How diversification and factor neutralisation can help reduce drawdowns and deliver more stable returns


Many sophisticated investors increasingly demand investment products that focus on idiosyncratic alpha. The primary reason for this is an appetite for stable returns and reduced drawdown risk, no matter the market regime. Kvasir’s Market Neutral strategy is designed to appeal to such investors and achieves this through the following two main approaches:


  1. Hedging risk factors: Hedging factor exposure is generally the elimination or significant reduction in exposure to specific risk factors. Often such risk factors are defined by so-called factor models such as the FAMA French factor models but could also be based on sectors or geographies. 


  1. Diversification: Diversification is at the heart of Kvasir’s approach to investment strategy development, and is primarily achieved through the implementation of various different types of strategies that use different data sources and holding frequencies, which are ideally as uncorrelated as possible. Diversification can also be achieved by investing in as many different instruments as possible for instance through geographic expansion.


Markets have seen heightened levels of volatility for the past 3 years with certain events standing out as more violent rotations, leading to significant drawdowns for many L/S hedge funds. 

Some examples of such events are the following:


  • Factor rotations in Q3 2019 

  • Sell-offs and widespread de-grossing of larger hedge fund in March 2020 after lockdown announcements

  • Rotation related to the 1st covid vaccine announcement in Nov 2020


During such periods, hedge funds can experience daily drawdowns that are several multiples of  their expected daily average volatility. Ultimately it is such extreme events that can contribute significantly to widely varying volatility of a funds’ performance over time, which is undesirable for most investors. 


This performance behaviour is often underestimated by both investors and hedge fund managers, while the latter often lack the tools to mitigate such characteristics. Part of the reason for this is that a relative scarcity of historical instances of such extreme events makes it difficult to properly model such behaviour to make reasonably good forecasts of expected drawdowns.


While at Kvasir we use advanced statistical techniques to model such tail behaviour, we are more focussed on minimising our exposure to such tail events in the first place. Risk factor hedging and diversification are the most vital instruments to do so.




 

Neutralising Factor exposure


Neutralising factor exposure can be easier said than done as it is often challenging to estimate forward looking exposures given a portfolio.

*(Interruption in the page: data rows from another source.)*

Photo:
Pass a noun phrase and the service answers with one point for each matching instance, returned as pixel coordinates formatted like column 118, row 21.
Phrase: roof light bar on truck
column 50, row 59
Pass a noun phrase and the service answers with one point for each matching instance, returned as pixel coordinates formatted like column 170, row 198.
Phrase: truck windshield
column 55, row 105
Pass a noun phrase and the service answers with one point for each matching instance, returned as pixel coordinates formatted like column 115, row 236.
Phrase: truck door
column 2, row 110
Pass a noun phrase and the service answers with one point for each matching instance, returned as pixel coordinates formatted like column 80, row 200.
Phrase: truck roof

This is primarily due to the fact that factor related estimates such as factor returns and factor loadings are noisy estimates based on historical data. 

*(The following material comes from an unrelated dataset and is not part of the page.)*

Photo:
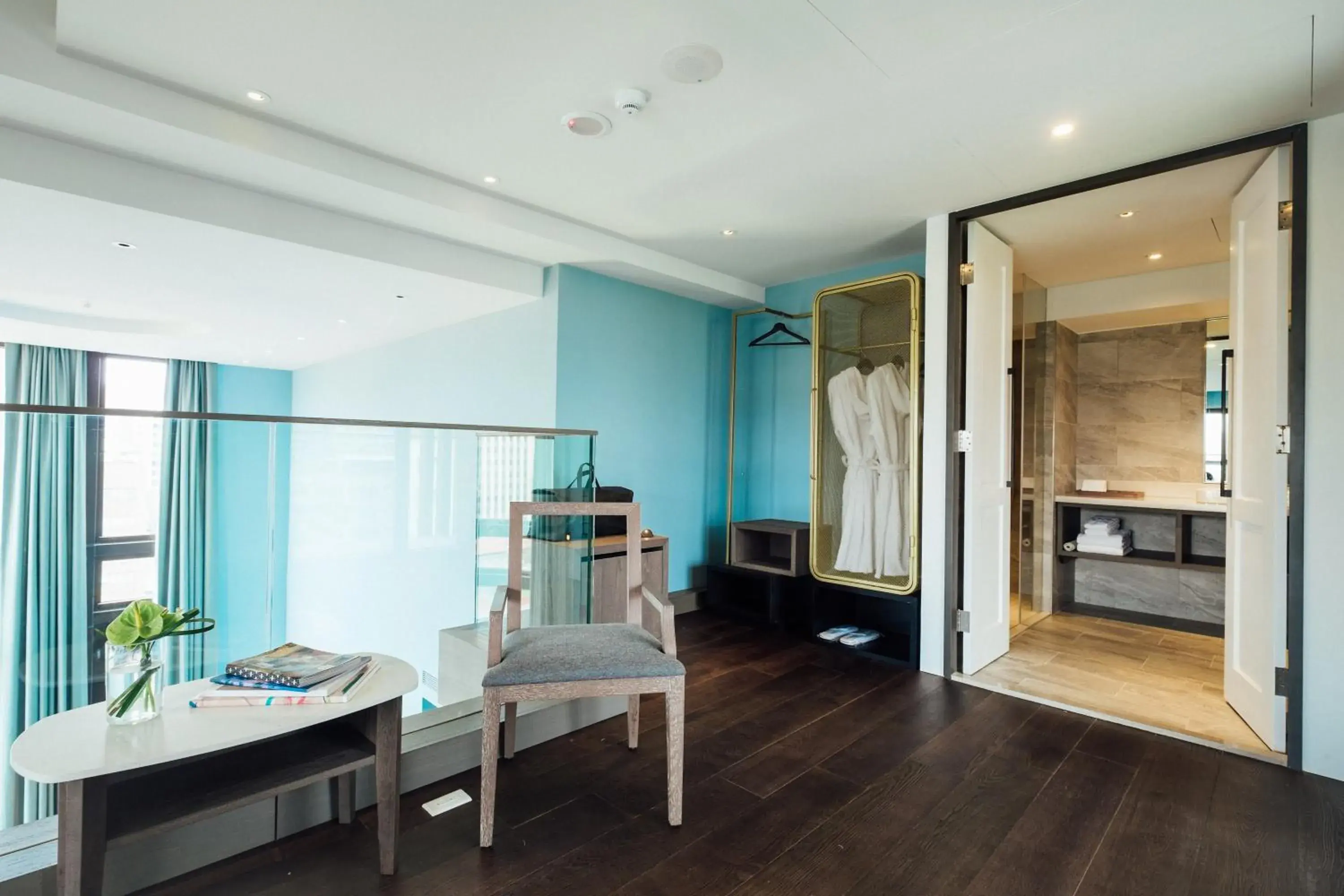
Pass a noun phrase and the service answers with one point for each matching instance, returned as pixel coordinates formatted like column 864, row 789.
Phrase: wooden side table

Kvasir uses sophisticated AI techniques to improve its ability to measure factor exposure and is able to significantly reduce its realised exposure doing so, compared to more traditional methods.

 

In addition to factors that come with an economic definition such as the FAMA french factor models, Kvasir also uses machine learning to measure additional “residual” factors that perhaps are more temporary in nature, yet can have a significant impact on portfolio volatility.

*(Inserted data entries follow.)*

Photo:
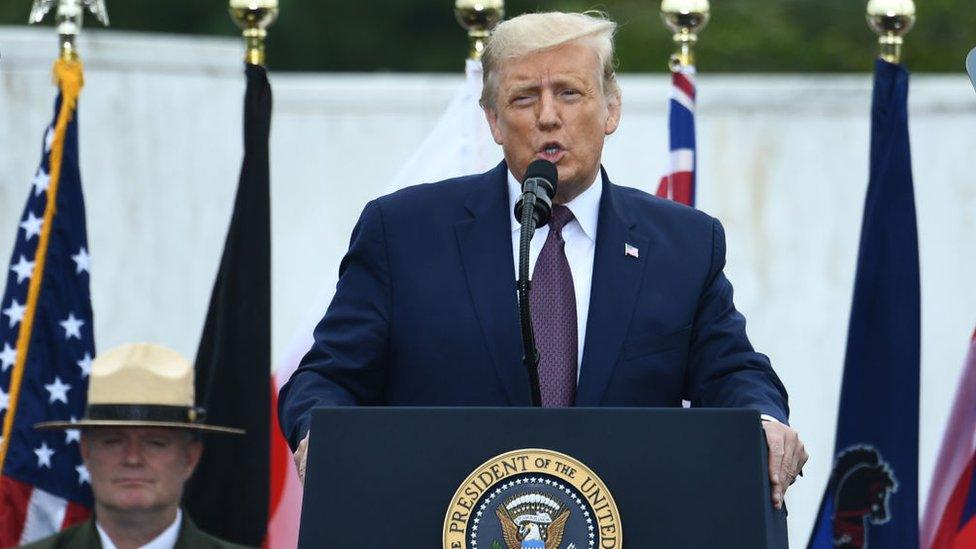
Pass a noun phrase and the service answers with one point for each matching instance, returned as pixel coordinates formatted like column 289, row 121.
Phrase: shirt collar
column 585, row 207
column 165, row 540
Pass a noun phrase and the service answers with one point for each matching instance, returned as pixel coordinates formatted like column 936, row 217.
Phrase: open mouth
column 552, row 151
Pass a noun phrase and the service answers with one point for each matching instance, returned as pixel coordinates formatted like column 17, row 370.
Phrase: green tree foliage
column 422, row 35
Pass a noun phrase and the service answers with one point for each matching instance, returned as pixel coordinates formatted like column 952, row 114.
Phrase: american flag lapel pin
column 631, row 251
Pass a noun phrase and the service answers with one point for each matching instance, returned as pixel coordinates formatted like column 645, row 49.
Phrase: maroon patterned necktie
column 554, row 315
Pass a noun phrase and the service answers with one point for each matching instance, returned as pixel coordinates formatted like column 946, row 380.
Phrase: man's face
column 139, row 469
column 551, row 104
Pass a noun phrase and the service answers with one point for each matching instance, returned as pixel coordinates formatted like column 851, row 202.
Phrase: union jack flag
column 679, row 183
column 46, row 340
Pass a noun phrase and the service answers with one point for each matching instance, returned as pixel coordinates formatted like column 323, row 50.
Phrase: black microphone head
column 539, row 186
column 971, row 66
column 543, row 169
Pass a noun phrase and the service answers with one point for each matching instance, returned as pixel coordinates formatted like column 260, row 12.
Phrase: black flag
column 228, row 494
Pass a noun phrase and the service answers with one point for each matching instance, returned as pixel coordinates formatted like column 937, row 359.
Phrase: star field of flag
column 45, row 466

Often such factors can be best described as “crowding” and can be challenging to identify.

However, machine learning offers powerful tools to recognise such temporary changes, and provides the ability to model interactions between factors, so they can be viewed in isolation as well as part of the overall contributions they make to the strategy’s volatility over the longer term. And as a result can be more effectively addressed through hedging.


Kvasir’s mission is to continue improving diversification in our overall strategy  whilst isolating idiosyncratic alpha. We believe that this is the best approach to optimise risk adjusted returns for our clients and ultimately offer a product to investors that is so vital during challenging market regimes as we have been experiencing for the past few years.